A firm favourite with everyone here at Around Tenby, we can be found regularly playing at Monkstone Beach. Just follow the clonk of a baton on Kubb, the “Ooooo!” of a good shot being achieved, and the sound of laughter. Kubb is a game that almost anyone of any age, ability or even mobility can play. If you can throw a small baton a short distance you can play.
As restrictions ease and more freedom beckons, the fun of long summer days on the beach now seems within reach. As well as the usual wonderful beach pastimes of sandcastles, kite flying, paddling and frisbee, perhaps a new game all friends and family could enjoy together would be a great addition. On the perfect and beautiful beaches Around Tenby, you have the most stunning Kubb court in the world.

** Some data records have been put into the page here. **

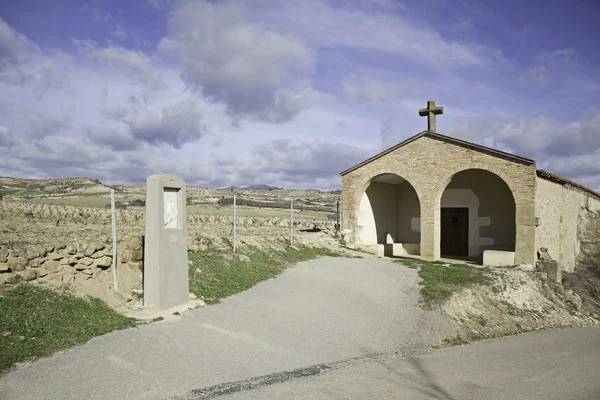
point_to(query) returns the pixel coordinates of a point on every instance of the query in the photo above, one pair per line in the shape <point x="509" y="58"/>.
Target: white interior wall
<point x="366" y="232"/>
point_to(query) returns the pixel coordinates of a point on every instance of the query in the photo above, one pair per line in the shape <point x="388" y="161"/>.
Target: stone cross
<point x="165" y="244"/>
<point x="431" y="111"/>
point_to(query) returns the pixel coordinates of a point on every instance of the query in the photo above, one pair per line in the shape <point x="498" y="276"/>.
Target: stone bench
<point x="393" y="249"/>
<point x="498" y="258"/>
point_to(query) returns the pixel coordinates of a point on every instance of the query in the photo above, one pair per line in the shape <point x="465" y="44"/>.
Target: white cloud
<point x="372" y="28"/>
<point x="570" y="149"/>
<point x="6" y="137"/>
<point x="118" y="31"/>
<point x="371" y="90"/>
<point x="41" y="125"/>
<point x="175" y="125"/>
<point x="12" y="43"/>
<point x="537" y="75"/>
<point x="255" y="72"/>
<point x="134" y="63"/>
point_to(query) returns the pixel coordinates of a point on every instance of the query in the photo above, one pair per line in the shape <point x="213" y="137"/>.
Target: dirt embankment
<point x="516" y="302"/>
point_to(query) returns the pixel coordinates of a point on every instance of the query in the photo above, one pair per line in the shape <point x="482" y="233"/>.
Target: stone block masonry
<point x="428" y="164"/>
<point x="65" y="263"/>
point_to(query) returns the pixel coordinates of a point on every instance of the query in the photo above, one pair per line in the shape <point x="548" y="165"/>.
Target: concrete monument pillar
<point x="165" y="246"/>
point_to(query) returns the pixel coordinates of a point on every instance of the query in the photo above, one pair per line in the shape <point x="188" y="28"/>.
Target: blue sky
<point x="290" y="93"/>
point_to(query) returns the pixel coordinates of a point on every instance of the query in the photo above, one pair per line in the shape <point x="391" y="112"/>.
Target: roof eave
<point x="450" y="139"/>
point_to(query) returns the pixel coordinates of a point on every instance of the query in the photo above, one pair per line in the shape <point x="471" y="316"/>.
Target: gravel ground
<point x="321" y="311"/>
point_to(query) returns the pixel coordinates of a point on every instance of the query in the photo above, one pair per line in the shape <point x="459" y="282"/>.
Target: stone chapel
<point x="436" y="196"/>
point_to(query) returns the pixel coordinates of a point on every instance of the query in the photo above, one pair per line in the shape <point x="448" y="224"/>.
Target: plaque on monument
<point x="165" y="244"/>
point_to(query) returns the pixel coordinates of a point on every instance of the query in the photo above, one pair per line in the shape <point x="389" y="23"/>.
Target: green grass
<point x="247" y="211"/>
<point x="220" y="278"/>
<point x="440" y="280"/>
<point x="36" y="322"/>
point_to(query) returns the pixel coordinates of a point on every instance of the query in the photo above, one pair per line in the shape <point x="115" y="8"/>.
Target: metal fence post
<point x="234" y="222"/>
<point x="114" y="231"/>
<point x="292" y="222"/>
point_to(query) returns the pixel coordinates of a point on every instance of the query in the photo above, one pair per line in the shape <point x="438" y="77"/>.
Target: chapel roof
<point x="448" y="139"/>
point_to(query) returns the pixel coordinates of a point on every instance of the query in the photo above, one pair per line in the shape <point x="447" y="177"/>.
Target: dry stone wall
<point x="72" y="244"/>
<point x="66" y="263"/>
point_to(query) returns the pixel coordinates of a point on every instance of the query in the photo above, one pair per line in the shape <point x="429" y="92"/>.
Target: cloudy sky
<point x="290" y="93"/>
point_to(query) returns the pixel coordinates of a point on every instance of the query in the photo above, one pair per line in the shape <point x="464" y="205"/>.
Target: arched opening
<point x="389" y="214"/>
<point x="478" y="213"/>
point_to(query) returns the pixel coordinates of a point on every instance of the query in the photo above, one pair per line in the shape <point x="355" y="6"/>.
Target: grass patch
<point x="214" y="277"/>
<point x="441" y="279"/>
<point x="36" y="322"/>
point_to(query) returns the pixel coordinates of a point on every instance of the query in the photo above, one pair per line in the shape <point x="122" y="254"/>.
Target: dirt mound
<point x="517" y="302"/>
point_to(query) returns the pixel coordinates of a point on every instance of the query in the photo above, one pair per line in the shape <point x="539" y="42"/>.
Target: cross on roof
<point x="431" y="111"/>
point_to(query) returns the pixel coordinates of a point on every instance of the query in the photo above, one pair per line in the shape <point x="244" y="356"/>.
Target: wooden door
<point x="455" y="231"/>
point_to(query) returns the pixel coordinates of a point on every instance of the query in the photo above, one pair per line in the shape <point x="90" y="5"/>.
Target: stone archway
<point x="477" y="213"/>
<point x="388" y="217"/>
<point x="523" y="210"/>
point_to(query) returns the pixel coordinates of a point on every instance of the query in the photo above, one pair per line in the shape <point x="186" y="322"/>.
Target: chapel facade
<point x="436" y="196"/>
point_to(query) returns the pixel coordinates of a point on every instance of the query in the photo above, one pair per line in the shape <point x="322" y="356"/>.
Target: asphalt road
<point x="561" y="364"/>
<point x="315" y="313"/>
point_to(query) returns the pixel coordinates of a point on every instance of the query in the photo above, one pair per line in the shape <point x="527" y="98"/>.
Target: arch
<point x="362" y="187"/>
<point x="443" y="182"/>
<point x="388" y="214"/>
<point x="489" y="212"/>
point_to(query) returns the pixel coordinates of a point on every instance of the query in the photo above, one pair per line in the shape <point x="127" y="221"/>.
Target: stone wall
<point x="561" y="211"/>
<point x="66" y="263"/>
<point x="67" y="244"/>
<point x="588" y="237"/>
<point x="429" y="164"/>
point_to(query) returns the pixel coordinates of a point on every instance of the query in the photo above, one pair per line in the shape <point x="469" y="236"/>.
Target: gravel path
<point x="317" y="312"/>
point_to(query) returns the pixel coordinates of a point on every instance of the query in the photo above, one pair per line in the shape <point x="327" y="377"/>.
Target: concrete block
<point x="377" y="249"/>
<point x="498" y="258"/>
<point x="553" y="269"/>
<point x="165" y="245"/>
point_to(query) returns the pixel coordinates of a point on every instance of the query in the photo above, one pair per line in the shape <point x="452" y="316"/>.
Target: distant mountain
<point x="252" y="187"/>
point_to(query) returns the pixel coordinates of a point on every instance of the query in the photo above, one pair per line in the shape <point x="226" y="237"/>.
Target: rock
<point x="35" y="263"/>
<point x="41" y="272"/>
<point x="51" y="265"/>
<point x="99" y="254"/>
<point x="524" y="267"/>
<point x="54" y="256"/>
<point x="243" y="258"/>
<point x="15" y="253"/>
<point x="3" y="255"/>
<point x="573" y="299"/>
<point x="134" y="244"/>
<point x="86" y="261"/>
<point x="17" y="263"/>
<point x="33" y="252"/>
<point x="81" y="267"/>
<point x="103" y="262"/>
<point x="133" y="265"/>
<point x="13" y="279"/>
<point x="29" y="275"/>
<point x="81" y="278"/>
<point x="136" y="255"/>
<point x="71" y="249"/>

Believed to be over a thousand years old, it was once played by Vikings and is popular in Scandinavian countries, where it is knick-named Viking Chess. In its most basic form, it is a classic two-team game, with a simple, portable kit that can easily be taken to a beach, park or garden. Simple to set up and with rules that children can master easily, teams of 1-6 can take part.
The equipment consists of ten small wooden skittles, in the form of oblong wooden blocks called Kubbs. There is also one larger skittle, which is the King, and six throwing sticks or batons. Your kit may also have four marker pegs. To mark out your “court” measure a rectangle with long strides and push your marker pins into the ground at each corner. For younger players 8 x 5 m (26 x 16 ft) is perfect, but courts can also extend to 10 x 8 m (33 x 26 ft). You can’t go wrong if you imagine a space the size of about ¼ of a tennis court.
Your “baselines” are the shorter ends and you place five upright Kubbs in an equal row along each of them. Right in the centre, on an imaginary parallel line (called the middle line) that divides the court between the baselines, place your King. Knocking him down last and winning the game is your ultimate aim!
As you all become more skilled and competitive it also gets funnier as everyone competes to play better. There is a knack for throwing the batons, they must be thrown underarm with the baton travelling end to end, not sideways or helicopter fashion. Once you have mastered this, the play becomes strategic as the game moves back and forward to each team’s advantage. You can really interrupt your opponent’s play by throwing the Kubbs back in certain areas, so they are a challenge to knock down again. And of course, there is elation if you are the lucky player who gets to knock down the King!
You will find the full rules here:
Kubb sets can be bought cheaply online, starting at about £17. For heavier, better quality and more durable ranges expect to pay about £30-£50. You can even buy small children’s sets for £9 for the really young ones, aged about 3-6. They are invariably plain unvarnished wood, so perhaps a lovely idea is to get the children to personalise your set by decorating the Kubbs, and most definitely the King. You could use brightly coloured markers or poster paints, or even print out images and glue and varnish them for a truly unique Kubb set. A coat of wax or tough varnish will help them withstand being clonked by the throwing sticks.
Kubb is such a fun game to play in the sunshine. It takes no time to set up and learn. It’s also good for you, expect plenty of bending and stretching, lots of steps and movement and lots of laughs. It’s suitable for most surfaces, with grass, gravel, sand, concrete and even snow, in true Scandi fashion, being ideal. Just try to ensure your pitch is flat and fairly smooth. Kubb is also an ideal game for the current times as families or groups can easily distance, keep hands and the batons sanitised or even have their own sets of batons colour coded with bright tape. As a basic set fits a box not much bigger than a large shoebox, it’s perfect to keep in the car for an impromptu game anytime!
But we warn you, prepare to be hooked and for Kubb to become a big part of your summer holidays because no one ever plays Kubb only once. If something lasts a thousand years, it’s for a good reason!